And yet I find the difference between the two versions intriguing. Not as in my previous post where I was a little disappointed that my simpler Python version basically does the same thing as the Clojure version3. It’s clear to me now that that’s not true. (Unless you want to make the “basically” do a lot of work.) Rather, I’m intrigued by the difference in what information is stored where in the two versions.
The Clojure version has the information about what kind of argument the mapify
function expects, in vamp-keys
and conversions
. This means that once you understand the code, you can forget most of it again. All you have to remember is what mapify
does on a very high level and that changes to the function’s argument require changes to vamp-keys
and conversions
.
That’s not the case with the Python version.
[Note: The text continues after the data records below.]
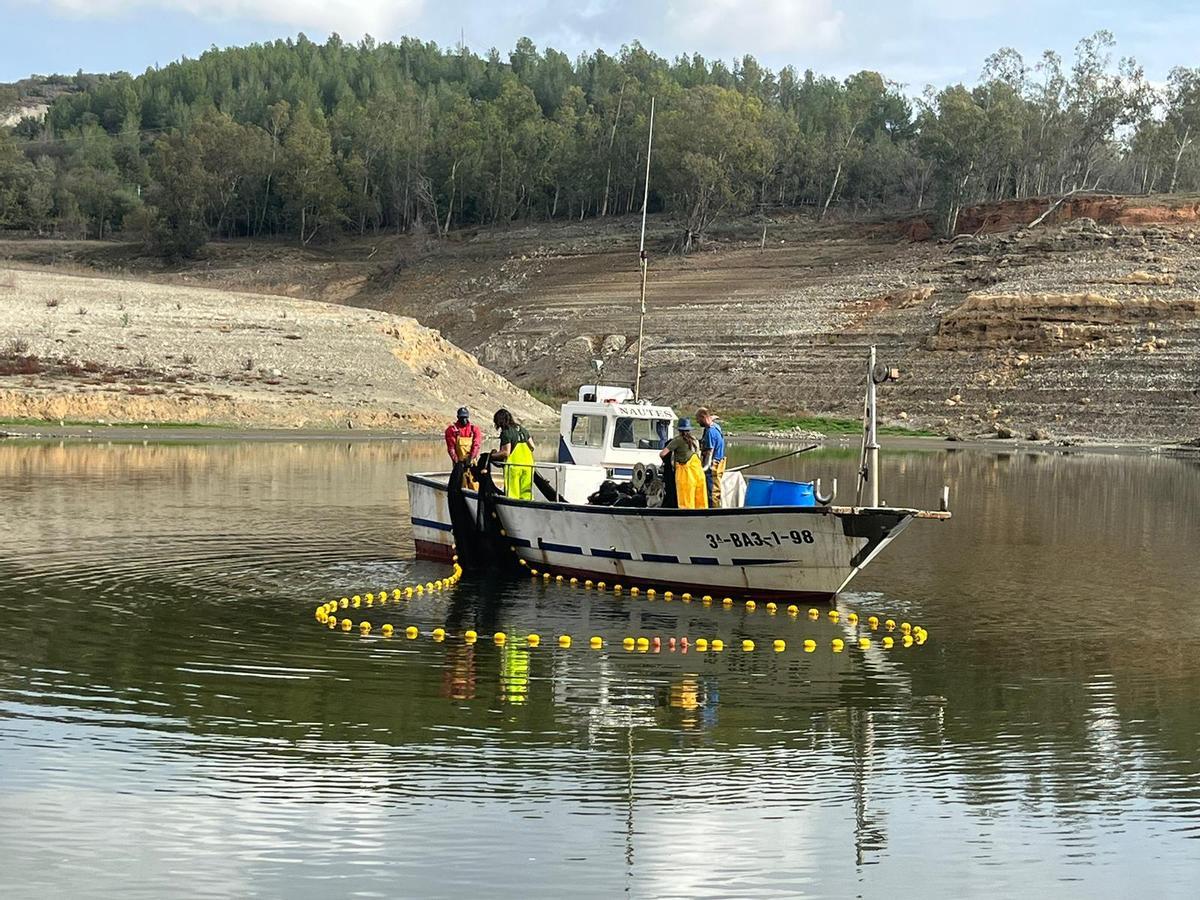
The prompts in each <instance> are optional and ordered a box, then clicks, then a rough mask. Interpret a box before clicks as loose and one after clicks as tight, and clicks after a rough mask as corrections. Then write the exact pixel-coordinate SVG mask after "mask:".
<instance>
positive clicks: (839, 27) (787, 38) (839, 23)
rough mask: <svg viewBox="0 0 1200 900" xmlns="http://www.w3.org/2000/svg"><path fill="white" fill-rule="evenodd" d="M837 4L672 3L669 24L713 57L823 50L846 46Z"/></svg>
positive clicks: (666, 20)
mask: <svg viewBox="0 0 1200 900" xmlns="http://www.w3.org/2000/svg"><path fill="white" fill-rule="evenodd" d="M844 20H845V16H844V14H842V13H841V12H840V11H839V10H836V8H834V4H833V0H667V4H666V22H667V25H668V26H670V28H671V29H672V30H673V31H674V32H676V34H678V35H679V36H680V37H682V38H684V40H685V41H690V42H695V43H697V44H702V46H703V47H704V48H706V49H707V50H708V52H709V53H713V52H728V53H751V52H757V53H775V52H784V50H799V49H823V48H828V47H833V46H836V44H838V43H839V42H840V41H841V26H842V22H844Z"/></svg>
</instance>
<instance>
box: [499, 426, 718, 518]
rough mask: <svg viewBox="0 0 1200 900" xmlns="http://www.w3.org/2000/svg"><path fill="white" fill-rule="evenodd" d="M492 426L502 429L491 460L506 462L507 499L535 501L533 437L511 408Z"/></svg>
mask: <svg viewBox="0 0 1200 900" xmlns="http://www.w3.org/2000/svg"><path fill="white" fill-rule="evenodd" d="M492 424H493V425H496V427H497V428H499V430H500V449H499V450H497V451H494V452H493V454H492V460H493V461H497V462H503V463H504V496H505V497H511V498H512V499H515V500H532V499H533V451H534V444H533V438H530V437H529V432H528V431H526V430H524V426H523V425H520V424H518V422H517V420H516V419H514V418H512V413H510V412H509V410H508V409H497V410H496V415H494V416H492ZM701 481H703V475H702V476H701Z"/></svg>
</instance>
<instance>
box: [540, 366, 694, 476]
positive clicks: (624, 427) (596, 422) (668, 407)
mask: <svg viewBox="0 0 1200 900" xmlns="http://www.w3.org/2000/svg"><path fill="white" fill-rule="evenodd" d="M676 421H677V418H676V414H674V412H673V410H672V409H671V407H659V406H653V404H652V403H648V402H646V401H644V400H643V401H635V400H634V392H632V391H631V390H629V389H628V388H616V386H612V385H607V384H595V385H586V386H583V388H580V398H578V400H576V401H568V402H566V403H564V404H563V409H562V421H560V424H559V434H558V462H560V463H568V464H572V466H602V467H604V468H606V469H611V470H612V474H613V475H629V474H630V473H631V472H632V469H634V466H635V464H636V463H640V462H641V463H644V464H647V466H650V464H658V463H660V462H661V460H660V458H659V451H660V450H661V449H662V448H664V446H666V443H667V442H668V440H670V439H671V438H672V437H674V426H676Z"/></svg>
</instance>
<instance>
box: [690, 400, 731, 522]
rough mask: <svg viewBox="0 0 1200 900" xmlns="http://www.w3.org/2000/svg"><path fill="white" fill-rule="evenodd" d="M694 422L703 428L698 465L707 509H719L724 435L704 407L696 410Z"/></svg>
mask: <svg viewBox="0 0 1200 900" xmlns="http://www.w3.org/2000/svg"><path fill="white" fill-rule="evenodd" d="M696 420H697V421H698V422H700V424H701V425H702V426H703V427H704V434H703V437H702V438H701V439H700V463H701V466H702V467H703V468H704V480H706V481H707V482H708V508H709V509H720V505H721V475H724V474H725V434H724V433H722V432H721V426H720V425H718V424H716V416H714V415H713V414H712V412H709V410H708V409H707V408H706V407H701V408H700V409H697V410H696Z"/></svg>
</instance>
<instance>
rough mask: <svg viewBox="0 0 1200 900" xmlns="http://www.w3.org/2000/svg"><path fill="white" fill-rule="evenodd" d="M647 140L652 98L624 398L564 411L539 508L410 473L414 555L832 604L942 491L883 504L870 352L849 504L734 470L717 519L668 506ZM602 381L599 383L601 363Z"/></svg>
mask: <svg viewBox="0 0 1200 900" xmlns="http://www.w3.org/2000/svg"><path fill="white" fill-rule="evenodd" d="M653 134H654V107H653V101H652V106H650V137H649V139H648V145H647V156H646V160H647V169H646V188H644V192H643V199H642V239H641V247H640V252H638V258H640V263H641V276H642V278H641V282H642V283H641V319H640V323H638V341H637V362H636V377H635V379H634V384H632V390H630V389H629V388H625V386H620V385H605V384H599V383H596V384H592V385H588V386H583V388H581V389H580V391H578V397H577V398H576V400H572V401H570V402H568V403H564V404H563V407H562V409H560V418H559V436H558V455H557V460H556V461H554V462H538V463H534V467H533V468H534V470H535V481H536V482H538V486H539V487H538V493H536V494H535V497H534V498H533V499H517V498H511V497H505V496H503V494H502V493H500V492H499V490H498V488H497V486H496V481H493V480H492V479H493V478H494V475H493V472H496V474H500V473H499V472H498V470H497V469H496V467H485V468H484V470H482V472H478V473H476V476H478V484H479V490H464V488H463V487H462V484H461V481H460V480H458V478H457V476H454V478H452V475H451V473H448V472H442V473H416V474H410V475H408V488H409V502H410V509H412V514H410V515H412V524H413V539H414V542H415V548H416V554H418V556H419V557H425V558H431V559H449V558H450V557H451V556H452V554H454V552H455V546H456V541H458V540H473V539H474V538H475V536H478V535H479V534H481V533H485V532H486V533H487V534H488V535H490V544H491V546H493V547H499V550H498V554H499V556H504V557H506V558H509V559H511V558H515V559H517V560H520V562H521V563H523V564H524V565H526V566H528V568H530V569H538V570H544V571H546V572H553V574H557V575H563V576H566V577H575V578H578V580H583V581H588V580H592V581H595V582H601V581H602V582H607V583H608V584H613V586H614V584H617V583H620V584H623V586H625V587H635V586H638V587H642V588H649V587H660V588H662V589H664V590H667V589H670V590H679V592H696V593H697V595H706V594H708V595H718V596H722V598H724V596H726V595H738V596H755V598H763V599H770V598H776V599H829V598H833V596H835V595H836V594H838V593H839V592H840V590H842V589H845V587H846V586H847V584H850V582H851V581H852V580H853V578H854V576H856V575H858V574H859V572H860V571H862V570H863V569H864V568H865V566H866V565H868V564H869V563H870V562H871V560H872V559H875V558H876V557H877V556H878V554H880V553H881V552H882V551H883V548H884V547H887V546H888V545H889V544H892V541H894V540H895V539H896V538H898V536H899V535H900V533H901V532H904V530H905V529H906V528H907V527H908V526H910V524H911V523H912V522H913V521H914V520H918V518H931V520H944V518H949V516H950V514H949V511H948V509H947V506H948V488H943V492H942V497H941V504H940V509H937V510H918V509H901V508H892V506H884V505H880V493H878V487H880V468H878V452H880V444H878V439H877V430H876V386H877V385H878V384H882V383H883V382H887V380H890V379H893V378H895V377H896V376H898V373H896V371H895V370H892V368H887V367H883V366H877V365H876V353H875V348H874V347H872V348H871V352H870V359H869V362H868V368H866V391H865V395H864V415H863V428H864V431H863V445H862V458H860V469H859V480H858V491H857V493H856V504H854V505H852V506H840V505H834V500H835V494H836V482H834V490H833V491H832V492H830V493H829V494H828V496H824V494H823V493H822V492H821V490H820V484H818V482H816V481H814V482H791V481H778V480H768V479H755V478H750V479H745V478H744V476H743V474H742V473H740V472H732V473H728V474H727V475H726V479H728V480H727V481H722V493H724V498H725V499H724V500H722V506H721V508H720V509H698V510H697V509H674V508H672V505H671V503H670V491H668V490H667V487H668V481H670V478H665V476H664V475H666V476H670V473H664V472H662V470H661V469H660V468H659V467H660V466H661V460H660V456H659V451H660V449H661V448H662V446H665V445H666V443H667V440H670V439H671V438H672V437H673V436H674V433H676V431H677V426H678V419H677V416H676V414H674V412H673V410H672V409H671V408H670V407H666V406H658V404H654V403H650V402H648V401H647V400H646V398H643V397H642V396H641V382H642V346H643V341H642V337H643V336H644V322H646V282H647V256H646V211H647V208H648V203H649V160H650V149H652V148H653ZM596 371H598V376H596V380H598V382H599V373H600V366H599V365H598V370H596ZM455 510H457V512H456V514H454V511H455ZM456 532H457V534H456Z"/></svg>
There you do have to understand what the mapify
function does in detail, so you can update it together with the vamp_keys
. For this particular code example that might not be that big a deal, because the function is rather straightforward. Yet it does still illustrate an important question about structuring your code: where do you put the key elements?
-
I did also add this footnote: “The Python code does do the
convert
in a separate function. It would also return a different result than the Clojure code if the data would have more than two items per row.” ↩ -
In my defense, this difference did cross my mind very briefly. I dismissed it without giving it much thought, though. Which is a valuable reminder to not just dismiss that little voice in the back of your head. ↩
-
Martin also shared a Clojure code equivalent to my Python version, so without that flexibility, and lo and behold, they look very similar. ↩